From 1993 to 1998, Birdsall was executive vice-president of the Inter-American Development Bank, the largest of the regional development banks, where she oversaw a $30 billion public and private loan portfolio. Before joining the Inter-American Development Bank, she spent 14 years in research, policy, and management positions at the World Bank, including as director of the Policy Research Department.

Birdsall is the author, co-author, or editor of more than a dozen books and monographs including Delivering on Debt Relief: From IMF Gold to a New Aid Architecture; The White House and the World: A Global Development Agenda for the Next U.S. President; Fair Growth: Economic Policies for Latin America’s Poor and Middle-Income Majority; and New Ideas in Development after the Financial Crisis. She is author of over 100 published papers, including dozens in peer-reviewed journals. Shorter pieces of her writing have appeared in US and international magazines and newspapers.

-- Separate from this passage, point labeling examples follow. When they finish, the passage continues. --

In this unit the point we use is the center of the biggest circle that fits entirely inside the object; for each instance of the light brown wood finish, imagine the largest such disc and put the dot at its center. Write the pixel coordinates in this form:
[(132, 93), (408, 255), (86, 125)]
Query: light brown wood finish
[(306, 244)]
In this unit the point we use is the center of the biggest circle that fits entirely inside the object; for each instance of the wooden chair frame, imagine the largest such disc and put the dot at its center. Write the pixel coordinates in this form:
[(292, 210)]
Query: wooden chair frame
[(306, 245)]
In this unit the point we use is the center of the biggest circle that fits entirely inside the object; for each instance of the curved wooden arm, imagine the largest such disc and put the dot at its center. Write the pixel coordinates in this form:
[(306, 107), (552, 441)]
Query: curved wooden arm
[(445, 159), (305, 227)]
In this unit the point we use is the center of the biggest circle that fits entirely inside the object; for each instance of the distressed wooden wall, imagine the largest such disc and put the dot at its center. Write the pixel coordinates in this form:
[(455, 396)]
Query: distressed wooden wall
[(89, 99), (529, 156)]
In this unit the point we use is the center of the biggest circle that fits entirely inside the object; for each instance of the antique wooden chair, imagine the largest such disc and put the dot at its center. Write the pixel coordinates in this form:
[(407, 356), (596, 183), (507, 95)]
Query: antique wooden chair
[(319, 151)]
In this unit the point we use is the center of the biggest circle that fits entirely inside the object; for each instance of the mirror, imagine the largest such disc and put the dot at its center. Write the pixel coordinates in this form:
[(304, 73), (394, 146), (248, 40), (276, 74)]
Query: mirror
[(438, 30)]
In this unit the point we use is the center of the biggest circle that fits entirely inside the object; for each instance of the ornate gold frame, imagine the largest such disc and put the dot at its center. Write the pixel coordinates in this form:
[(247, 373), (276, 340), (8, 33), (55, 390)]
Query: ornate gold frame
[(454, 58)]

Birdsall serves on the Board of Directors of the International Food Policy Research Council (IFPRI), the African Population and Health Research Center, and Mathematica. She has chaired the board of the International Center for Research on Women and has served on the boards of the Social Science Research Council, Overseas Development Council, and Accion. She has also served on committees and working groups of the National Academy of Sciences.

Birdsall holds a PhD in economics from Yale University and an MA in international relations from the Johns Hopkins School of Advanced International Studies.